Figure 1.

Seeding of cultured oligodendrocytes and astrocytes with tau strains. (A) ICC for Olig-2 (red) and T49 (green) after seeding of oligodendrocyte cultures with AD-tau (n = 3 cases), CBD-tau (n = 3 cases), and PSP-tau (n = 1 case). Four independent experiments. Scale bar, 50 µm. (B) Quantification of T49⁺ cells from A. Mean ± SEM plotted. Two-way ANOVA with Bonferroni post hoc test. P = 0.0246 (**, P < 0.01). (C) ICC for MBP (red), CNP (red), GFAP (red), and T49 (green) after seeding with PSP-tau (500 ng/coverslip). Two independent experiments. Scale bar, 50 µm. (D) Top: ICC for GFAP (red) and AT8 (green) of astrocyte cultures seeded with CBD-tau (450 ng/coverslip). Bottom: ICC for GFAP (red, astrocyte) and AT8 (green; left) and MAP2 (red, neuron) and AT8 (green; right) of neuron–astrocyte co-cultures seeded with CBD-tau (450 ng/coverslip). Dulbecco's PBS (dPBS) used as control.

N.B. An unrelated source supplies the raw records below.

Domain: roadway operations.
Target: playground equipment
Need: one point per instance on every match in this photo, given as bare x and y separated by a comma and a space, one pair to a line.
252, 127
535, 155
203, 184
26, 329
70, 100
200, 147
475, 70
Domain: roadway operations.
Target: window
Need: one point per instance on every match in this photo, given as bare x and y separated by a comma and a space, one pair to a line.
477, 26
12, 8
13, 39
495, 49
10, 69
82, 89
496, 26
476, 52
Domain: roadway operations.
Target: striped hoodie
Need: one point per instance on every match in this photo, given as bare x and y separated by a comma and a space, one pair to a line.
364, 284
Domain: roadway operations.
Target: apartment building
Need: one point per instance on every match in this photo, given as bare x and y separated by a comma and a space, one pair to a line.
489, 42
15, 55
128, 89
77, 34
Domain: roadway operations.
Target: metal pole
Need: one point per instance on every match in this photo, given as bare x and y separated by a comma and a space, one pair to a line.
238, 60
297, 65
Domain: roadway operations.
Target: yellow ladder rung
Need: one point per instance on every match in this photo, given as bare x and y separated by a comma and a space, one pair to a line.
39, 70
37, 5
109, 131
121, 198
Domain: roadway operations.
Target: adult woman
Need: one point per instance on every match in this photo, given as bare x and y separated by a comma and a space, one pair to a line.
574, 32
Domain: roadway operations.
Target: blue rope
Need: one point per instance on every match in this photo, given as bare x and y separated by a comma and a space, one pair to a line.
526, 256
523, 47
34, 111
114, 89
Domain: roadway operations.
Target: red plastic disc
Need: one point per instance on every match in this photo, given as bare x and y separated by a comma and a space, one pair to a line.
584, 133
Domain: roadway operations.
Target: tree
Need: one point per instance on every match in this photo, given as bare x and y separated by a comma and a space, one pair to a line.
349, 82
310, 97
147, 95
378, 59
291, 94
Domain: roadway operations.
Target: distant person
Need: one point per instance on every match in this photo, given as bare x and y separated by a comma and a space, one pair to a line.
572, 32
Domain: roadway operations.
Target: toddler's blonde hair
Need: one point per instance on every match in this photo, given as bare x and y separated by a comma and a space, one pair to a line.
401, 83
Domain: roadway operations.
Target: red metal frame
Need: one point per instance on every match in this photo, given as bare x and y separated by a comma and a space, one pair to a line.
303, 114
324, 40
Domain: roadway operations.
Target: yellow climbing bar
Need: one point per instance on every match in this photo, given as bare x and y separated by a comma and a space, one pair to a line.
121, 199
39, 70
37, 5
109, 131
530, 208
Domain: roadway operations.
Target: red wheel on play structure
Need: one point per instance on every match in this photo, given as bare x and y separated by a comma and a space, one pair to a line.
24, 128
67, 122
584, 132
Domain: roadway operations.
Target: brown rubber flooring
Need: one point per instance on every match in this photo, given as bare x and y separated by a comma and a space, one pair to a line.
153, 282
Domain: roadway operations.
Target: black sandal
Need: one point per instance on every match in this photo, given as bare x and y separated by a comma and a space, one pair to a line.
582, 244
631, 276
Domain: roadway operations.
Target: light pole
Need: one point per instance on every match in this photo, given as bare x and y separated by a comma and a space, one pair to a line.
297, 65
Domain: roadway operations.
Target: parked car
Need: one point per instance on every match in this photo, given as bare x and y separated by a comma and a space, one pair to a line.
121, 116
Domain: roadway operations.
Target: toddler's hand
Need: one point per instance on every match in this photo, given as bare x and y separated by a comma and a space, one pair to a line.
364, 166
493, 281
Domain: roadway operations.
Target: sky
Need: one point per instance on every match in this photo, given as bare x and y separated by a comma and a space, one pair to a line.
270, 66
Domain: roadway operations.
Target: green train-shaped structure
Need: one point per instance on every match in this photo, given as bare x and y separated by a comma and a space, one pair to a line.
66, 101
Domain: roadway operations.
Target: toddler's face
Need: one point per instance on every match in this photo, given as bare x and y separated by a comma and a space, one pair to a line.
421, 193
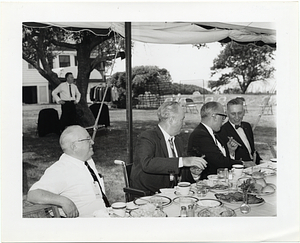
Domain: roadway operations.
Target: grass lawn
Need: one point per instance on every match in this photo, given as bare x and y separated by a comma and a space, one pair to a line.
110, 144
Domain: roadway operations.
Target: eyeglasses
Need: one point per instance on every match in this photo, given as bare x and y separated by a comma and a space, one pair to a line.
223, 115
85, 139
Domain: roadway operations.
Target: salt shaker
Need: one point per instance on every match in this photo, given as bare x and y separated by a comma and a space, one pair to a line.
191, 212
183, 212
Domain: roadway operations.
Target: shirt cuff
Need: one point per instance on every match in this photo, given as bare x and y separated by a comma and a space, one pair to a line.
180, 164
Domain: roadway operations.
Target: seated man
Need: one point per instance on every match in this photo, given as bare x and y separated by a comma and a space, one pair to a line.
239, 132
158, 161
203, 140
72, 182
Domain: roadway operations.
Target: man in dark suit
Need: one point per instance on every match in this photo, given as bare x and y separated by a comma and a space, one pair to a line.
158, 160
239, 133
204, 141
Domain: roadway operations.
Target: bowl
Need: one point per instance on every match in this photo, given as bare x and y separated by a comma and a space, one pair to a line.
209, 203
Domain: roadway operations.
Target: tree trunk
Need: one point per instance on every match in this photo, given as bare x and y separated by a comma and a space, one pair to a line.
84, 115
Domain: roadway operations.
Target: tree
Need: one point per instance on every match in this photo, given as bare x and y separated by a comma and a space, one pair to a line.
248, 63
144, 78
40, 44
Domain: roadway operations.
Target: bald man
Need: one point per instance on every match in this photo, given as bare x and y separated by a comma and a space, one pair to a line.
69, 183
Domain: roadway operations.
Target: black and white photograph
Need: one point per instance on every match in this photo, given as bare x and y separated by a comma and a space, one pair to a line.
150, 121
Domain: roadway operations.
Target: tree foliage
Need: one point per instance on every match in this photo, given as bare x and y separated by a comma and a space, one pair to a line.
248, 63
40, 45
150, 79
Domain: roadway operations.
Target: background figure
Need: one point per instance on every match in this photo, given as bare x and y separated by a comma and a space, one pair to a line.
158, 161
73, 182
239, 133
68, 95
203, 140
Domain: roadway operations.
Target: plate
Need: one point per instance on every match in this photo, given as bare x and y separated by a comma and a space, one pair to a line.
209, 203
142, 201
145, 200
143, 212
216, 212
264, 193
239, 202
218, 188
165, 200
191, 192
186, 199
266, 170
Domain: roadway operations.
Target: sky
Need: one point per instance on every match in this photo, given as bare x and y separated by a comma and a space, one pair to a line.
187, 64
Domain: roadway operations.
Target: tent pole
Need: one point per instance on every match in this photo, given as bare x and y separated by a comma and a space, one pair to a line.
128, 91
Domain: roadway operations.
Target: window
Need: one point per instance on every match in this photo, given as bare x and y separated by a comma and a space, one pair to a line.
30, 66
64, 61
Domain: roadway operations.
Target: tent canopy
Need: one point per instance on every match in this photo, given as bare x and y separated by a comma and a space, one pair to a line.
178, 32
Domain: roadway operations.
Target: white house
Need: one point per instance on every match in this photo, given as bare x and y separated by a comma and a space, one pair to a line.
37, 90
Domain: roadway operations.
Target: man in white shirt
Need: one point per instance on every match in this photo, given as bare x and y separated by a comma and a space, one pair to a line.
69, 183
159, 153
68, 95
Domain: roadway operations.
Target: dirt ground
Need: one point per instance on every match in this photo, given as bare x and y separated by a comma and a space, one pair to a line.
111, 143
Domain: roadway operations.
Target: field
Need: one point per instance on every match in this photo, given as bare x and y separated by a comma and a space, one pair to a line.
111, 143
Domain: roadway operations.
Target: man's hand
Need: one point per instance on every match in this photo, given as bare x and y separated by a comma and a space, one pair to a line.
232, 145
61, 102
69, 208
248, 164
194, 161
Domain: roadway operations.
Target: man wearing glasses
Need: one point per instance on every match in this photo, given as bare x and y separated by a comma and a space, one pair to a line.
73, 182
204, 141
239, 133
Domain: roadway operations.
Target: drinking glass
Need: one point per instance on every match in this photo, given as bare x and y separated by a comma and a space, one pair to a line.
196, 172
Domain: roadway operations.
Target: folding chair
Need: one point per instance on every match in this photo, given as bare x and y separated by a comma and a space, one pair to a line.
40, 210
190, 106
130, 193
209, 99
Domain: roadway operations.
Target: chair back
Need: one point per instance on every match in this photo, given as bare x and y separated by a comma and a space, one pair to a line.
209, 99
189, 100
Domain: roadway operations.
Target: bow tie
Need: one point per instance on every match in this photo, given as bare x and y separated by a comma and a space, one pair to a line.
237, 126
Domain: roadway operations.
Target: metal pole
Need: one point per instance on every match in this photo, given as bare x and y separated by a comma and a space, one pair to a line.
129, 91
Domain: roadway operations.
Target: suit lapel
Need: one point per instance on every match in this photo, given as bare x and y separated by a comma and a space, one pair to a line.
162, 142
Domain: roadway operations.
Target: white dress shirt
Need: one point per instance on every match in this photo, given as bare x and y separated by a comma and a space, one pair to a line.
64, 93
70, 177
220, 146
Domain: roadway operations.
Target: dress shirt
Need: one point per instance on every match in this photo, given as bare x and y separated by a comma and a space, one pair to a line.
211, 132
64, 92
69, 177
241, 133
167, 137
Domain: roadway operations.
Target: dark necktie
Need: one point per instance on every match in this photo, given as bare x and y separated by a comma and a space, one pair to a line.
70, 90
172, 147
173, 177
96, 179
238, 126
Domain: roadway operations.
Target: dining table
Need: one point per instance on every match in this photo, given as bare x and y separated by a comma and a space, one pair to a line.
172, 206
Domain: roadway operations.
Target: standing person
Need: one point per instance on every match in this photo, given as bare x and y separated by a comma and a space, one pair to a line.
239, 133
73, 182
68, 95
159, 153
204, 141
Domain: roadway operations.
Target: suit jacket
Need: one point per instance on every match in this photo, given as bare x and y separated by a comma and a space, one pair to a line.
201, 143
227, 130
152, 166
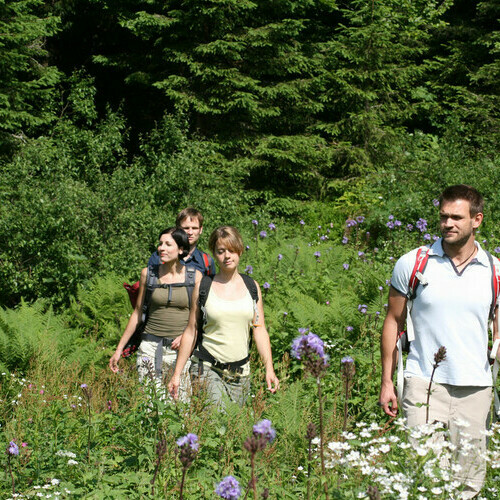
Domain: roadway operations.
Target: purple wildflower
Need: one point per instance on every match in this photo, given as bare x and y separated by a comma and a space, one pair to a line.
421, 225
228, 488
347, 369
188, 441
309, 346
264, 429
12, 449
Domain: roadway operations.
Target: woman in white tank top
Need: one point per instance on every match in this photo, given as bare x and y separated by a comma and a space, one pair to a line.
221, 361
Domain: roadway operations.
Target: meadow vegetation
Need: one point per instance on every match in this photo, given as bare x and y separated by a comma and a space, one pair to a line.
325, 131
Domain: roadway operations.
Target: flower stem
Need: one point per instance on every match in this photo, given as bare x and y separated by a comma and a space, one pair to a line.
321, 436
184, 470
11, 476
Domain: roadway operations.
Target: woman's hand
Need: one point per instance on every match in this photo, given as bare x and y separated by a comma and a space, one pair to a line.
173, 386
273, 384
113, 361
176, 343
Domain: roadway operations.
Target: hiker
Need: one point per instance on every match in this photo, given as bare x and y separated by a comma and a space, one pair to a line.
168, 308
231, 304
191, 220
453, 304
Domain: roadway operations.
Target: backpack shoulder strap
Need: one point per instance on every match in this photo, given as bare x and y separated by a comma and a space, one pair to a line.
205, 284
252, 287
190, 281
495, 285
206, 261
417, 273
151, 283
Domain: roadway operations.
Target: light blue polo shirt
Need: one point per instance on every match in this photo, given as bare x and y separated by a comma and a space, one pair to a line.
452, 311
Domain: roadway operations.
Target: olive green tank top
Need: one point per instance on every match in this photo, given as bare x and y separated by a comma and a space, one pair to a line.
168, 319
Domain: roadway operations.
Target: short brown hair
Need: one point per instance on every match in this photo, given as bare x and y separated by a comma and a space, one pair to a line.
230, 236
189, 212
464, 192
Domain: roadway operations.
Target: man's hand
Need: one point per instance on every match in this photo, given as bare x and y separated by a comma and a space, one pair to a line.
388, 400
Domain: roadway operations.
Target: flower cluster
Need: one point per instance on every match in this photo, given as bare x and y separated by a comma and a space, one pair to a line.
263, 433
264, 429
310, 349
393, 223
347, 368
12, 449
228, 488
187, 447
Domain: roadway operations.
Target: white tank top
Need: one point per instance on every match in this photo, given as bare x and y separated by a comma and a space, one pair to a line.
227, 332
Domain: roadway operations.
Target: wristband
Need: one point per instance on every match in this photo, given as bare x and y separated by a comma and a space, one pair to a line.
494, 349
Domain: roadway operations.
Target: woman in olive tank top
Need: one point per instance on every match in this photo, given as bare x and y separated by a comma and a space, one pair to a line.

Two independent experiments. Scale bars, 50 µm. (E) ICC for Tau5 (green) and mCherry (red) post-viral transfection of T34PL-AAV₁-mCherry or AAV₁-mCherry in astrocyte cultures. Two independent experiments. Scale bar, 50 µm. (F) ICC for AT8 (green) and mCherry (red) in virally transfected astrocytes seeded with AD-tau (n = 3 cases) or CBD-tau (n = 3 cases) at 450 ng/coverslip. Two independent experiments. Scale bar, 50 µm.